James Gurd is Executive Director of Conservative Friends of Israel.
It’s only when you walk around somewhere like Kfar Aza that you begin to truly grasp the scale of devastation and horror unleashed by Hamas on 7 October.
It confronts you the moment you drive into the kibbutz. Homes burned to the ground. Wall calendars stuck on October 2023. One of the streets had even become known as the “street of death”, with its young residents butchered in nearly every home.
Hamas’ tactics recalled the depravity of ISIS, with homes set alight as terrified residents sheltered in their safe rooms and the premeditated use of rape as a weapon of war.
This was the story of just one community.
Like many others, I had woken on 7 October to the shocking footage of Hamas gunmen firing indiscriminately from a pick-up truck in the Israeli city of Sderot. It was something previously thought impossible.
Sderot – like Kfar Aza – is a place Conservative Friends of Israel have taken many parliamentary groups to visit.
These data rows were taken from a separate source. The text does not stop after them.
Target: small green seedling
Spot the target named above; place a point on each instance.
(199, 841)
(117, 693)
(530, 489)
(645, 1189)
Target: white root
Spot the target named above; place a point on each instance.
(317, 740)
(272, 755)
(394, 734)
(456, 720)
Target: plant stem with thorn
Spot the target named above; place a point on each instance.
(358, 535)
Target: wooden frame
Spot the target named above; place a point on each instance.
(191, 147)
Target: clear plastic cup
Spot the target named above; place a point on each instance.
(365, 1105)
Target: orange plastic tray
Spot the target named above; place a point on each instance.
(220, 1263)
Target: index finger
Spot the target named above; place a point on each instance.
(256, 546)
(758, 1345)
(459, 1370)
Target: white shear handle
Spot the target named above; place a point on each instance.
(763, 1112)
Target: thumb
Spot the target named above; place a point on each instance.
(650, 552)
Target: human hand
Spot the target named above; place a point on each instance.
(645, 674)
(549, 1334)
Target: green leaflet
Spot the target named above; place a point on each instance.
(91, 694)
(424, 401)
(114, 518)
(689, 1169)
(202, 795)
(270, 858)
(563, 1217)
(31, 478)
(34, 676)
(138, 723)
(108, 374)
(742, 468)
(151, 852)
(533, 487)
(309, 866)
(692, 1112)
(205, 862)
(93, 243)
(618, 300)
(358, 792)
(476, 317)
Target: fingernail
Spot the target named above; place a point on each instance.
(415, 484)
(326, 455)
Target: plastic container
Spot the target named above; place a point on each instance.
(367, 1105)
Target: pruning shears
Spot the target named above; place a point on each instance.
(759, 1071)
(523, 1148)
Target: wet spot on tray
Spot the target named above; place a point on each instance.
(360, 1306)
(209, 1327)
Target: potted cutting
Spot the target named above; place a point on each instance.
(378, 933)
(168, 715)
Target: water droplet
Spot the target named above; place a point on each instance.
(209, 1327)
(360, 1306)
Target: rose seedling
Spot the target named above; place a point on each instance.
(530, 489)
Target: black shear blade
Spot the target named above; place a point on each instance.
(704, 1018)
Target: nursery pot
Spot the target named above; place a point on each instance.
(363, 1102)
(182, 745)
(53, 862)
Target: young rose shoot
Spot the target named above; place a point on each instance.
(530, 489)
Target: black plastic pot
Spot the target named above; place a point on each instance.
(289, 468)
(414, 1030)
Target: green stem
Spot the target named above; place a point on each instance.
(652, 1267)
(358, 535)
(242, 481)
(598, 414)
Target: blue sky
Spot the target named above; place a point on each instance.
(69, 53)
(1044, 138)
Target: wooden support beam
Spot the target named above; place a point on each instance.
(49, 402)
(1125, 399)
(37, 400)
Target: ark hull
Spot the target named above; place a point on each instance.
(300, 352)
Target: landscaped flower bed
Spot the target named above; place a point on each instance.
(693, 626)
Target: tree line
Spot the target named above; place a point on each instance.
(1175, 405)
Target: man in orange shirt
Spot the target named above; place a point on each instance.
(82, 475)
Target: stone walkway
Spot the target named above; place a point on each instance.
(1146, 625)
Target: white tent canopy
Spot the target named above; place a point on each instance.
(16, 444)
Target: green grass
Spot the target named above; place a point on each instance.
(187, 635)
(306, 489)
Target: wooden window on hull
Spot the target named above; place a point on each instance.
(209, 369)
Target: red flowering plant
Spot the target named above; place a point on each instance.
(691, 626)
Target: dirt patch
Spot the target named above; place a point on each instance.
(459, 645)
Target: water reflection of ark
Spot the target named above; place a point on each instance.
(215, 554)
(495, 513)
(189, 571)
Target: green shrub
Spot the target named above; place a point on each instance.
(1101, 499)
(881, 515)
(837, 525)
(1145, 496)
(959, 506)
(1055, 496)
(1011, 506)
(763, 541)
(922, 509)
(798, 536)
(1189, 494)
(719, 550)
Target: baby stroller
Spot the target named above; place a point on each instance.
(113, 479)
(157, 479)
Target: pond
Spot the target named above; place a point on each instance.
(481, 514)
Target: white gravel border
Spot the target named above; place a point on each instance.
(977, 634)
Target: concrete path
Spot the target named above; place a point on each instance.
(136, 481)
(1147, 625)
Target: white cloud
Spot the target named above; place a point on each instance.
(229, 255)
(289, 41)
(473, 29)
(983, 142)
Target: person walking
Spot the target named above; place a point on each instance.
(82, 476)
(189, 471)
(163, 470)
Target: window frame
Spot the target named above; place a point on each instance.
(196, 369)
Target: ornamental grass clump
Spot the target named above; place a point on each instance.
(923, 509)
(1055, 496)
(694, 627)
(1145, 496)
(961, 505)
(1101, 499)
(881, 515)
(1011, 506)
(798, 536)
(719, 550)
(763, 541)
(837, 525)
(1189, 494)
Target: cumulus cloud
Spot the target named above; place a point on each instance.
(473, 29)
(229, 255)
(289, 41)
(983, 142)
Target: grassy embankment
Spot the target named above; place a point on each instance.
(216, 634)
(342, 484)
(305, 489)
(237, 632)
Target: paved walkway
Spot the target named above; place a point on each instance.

Sderot is now a ghost town; its 30,000 residents only numbering a couple of thousand. It was chilling to see the former police station which Hamas had brutally seized, now razed to the ground.
The IDF showed us the weapons Hamas used that day. It was a well-planned attack, with explosive devices customised in Gaza to fit the precise shape of the security fence along the border. Large quantities of Russian machine guns were displayed alongside Iranian drones.
Hamas had even used advanced Chinese weaponry, including grenade launchers. Questions remain whether Chinese arms were provided via Iran, but it’s clear evidence of China’s preparedness to challenge our allies and interests.
Conservative Friends of Israel had been set to fly to Israel on the 8 October with a group of MPs. We’d planned to visit Israel’s northern border with Lebanon to better understand the danger posed by Hezbollah and its 150,000 missiles.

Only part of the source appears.